The most recent occasion on which there was discussion of a merger of two large clubs in England was Sheffield around ten years ago. The major shareholder of Sheffield United (one Mike MacDonald, who almost bought City from Swales instead of Franny Lee) suggested that Sheffield wasn't able to support two major clubs and that, if it were a one club city, that single club would have the potential to be one of the biggest in England.
I remember him discussing it on BBC's The Money Programme. He recognised that the new club would have to have a new ground and a new kit so that it was genuinely a new club, not alienating fans of one of the teams by effectively making them feel as though they've been taken over by the other.
In theory, when you look at the two Sheffields, United and Wednesday, now both struggling in the third tier but with a current combined average gate of more than 35,000, it's tempting to be seduced by the power that would be enjoyed by a merged club drawing on that support. The problem is that the fans of the two club have loyalty to their own club, not to the new club.

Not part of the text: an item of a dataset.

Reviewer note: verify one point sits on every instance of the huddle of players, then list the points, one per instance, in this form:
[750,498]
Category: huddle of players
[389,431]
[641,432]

Say United and Wednesday merged and Sheffield City FC, playing in all white with red and blue trim, took the field for their opening at a rebuilt 60K Don Valley stadium, the capacity reflecting the ambitions for the team's pulling power if it became successful. I don't reckon you'd get near the current 35,000 while they worked their way up the pyramid.
Does anyone reckon they'd even attract 50% of the current gates of either club? And if that's right, then no one is going to invest the money it would take to make the merger happen. It's really a non-starter.